Choose Cohere (Command A Vision + stack) if you:
- Want fast time-to-production with:
- Managed APIs.
- Cookbooks for PDF parsing, RAG, and agents.
- Enterprise support and SLAs.
- Are primarily doing document Q&A, summarization, search, and analytics, not building OCR engines.
- Need very long context windows (up to 256K) for multi-document reasoning without integrating custom compression.
- Operate in regulated industries and value:
- Private deployment options (OCI, VPC).
- Compliance and contract-based guarantees.
- Are standardizing on a single vendor for LLMs, embeddings, rerankers, and agents.
Hybrid strategy: best of both worlds
For advanced teams, the most powerful option in 2025 is often a hybrid:
- Use DeepSeek-OCR to compress and parse massive document corpora into structured Markdown/HTML (with tables, formulas, chart tables, etc.).
- Index that text via Cohere Embed v4 and serve RAG with Command A or Command A Reasoning, plus Rerank v3.5.
- For ad-hoc visual questions (e.g., “Explain this chart on page 37”), call Command A Vision directly on the PDF or screenshot.
This way you get DeepSeek-OCR’s token savings and rich parsing plus Cohere’s long-context reasoning and mature enterprise tooling.
Conclusion: DeepSeek-OCR vs Cohere for “best OCR 2025”
As of November 2025, “best OCR 2025” has two distinct winners, depending on what you mean by “best”:
- DeepSeek-OCR is the best choice if your priority is raw OCR accuracy per token, open-source control, and advanced document parsing (charts, formulas, geometry) at extreme scale.

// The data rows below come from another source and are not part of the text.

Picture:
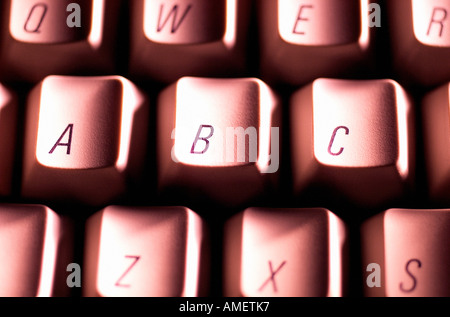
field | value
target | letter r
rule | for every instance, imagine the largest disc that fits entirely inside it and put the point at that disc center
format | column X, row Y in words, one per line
column 211, row 132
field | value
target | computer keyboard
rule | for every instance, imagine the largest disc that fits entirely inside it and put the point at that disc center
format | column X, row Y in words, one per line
column 224, row 149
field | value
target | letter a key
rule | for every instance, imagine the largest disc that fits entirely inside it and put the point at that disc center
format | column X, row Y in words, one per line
column 84, row 138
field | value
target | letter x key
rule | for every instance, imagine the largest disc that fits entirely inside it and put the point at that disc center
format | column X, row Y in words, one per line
column 271, row 278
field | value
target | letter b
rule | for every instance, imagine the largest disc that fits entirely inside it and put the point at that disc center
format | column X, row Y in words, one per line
column 211, row 132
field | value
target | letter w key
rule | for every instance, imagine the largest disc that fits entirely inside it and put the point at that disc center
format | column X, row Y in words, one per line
column 184, row 21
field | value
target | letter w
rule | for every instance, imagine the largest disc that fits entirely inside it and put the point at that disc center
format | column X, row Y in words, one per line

- Cohere’s Command A Vision + Embed v4 stack is the best choice if your priority is end-to-end document AI – parsing, search, RAG, and agents – with minimal infrastructure and strong enterprise support.
For most enterprises starting a document AI initiative in 2025, Cohere will get you from PDFs to production Q&A faster. For research labs, infrastructure providers, and AI-native companies chasing 10–20× context compression or building their own models, DeepSeek-OCR is a breakthrough foundation. The optimal path for many teams is to adopt Cohere for reasoning and experiment with DeepSeek-OCR at the ingestion layer to reduce long-term compute costs and unlock new multimodal capabilities.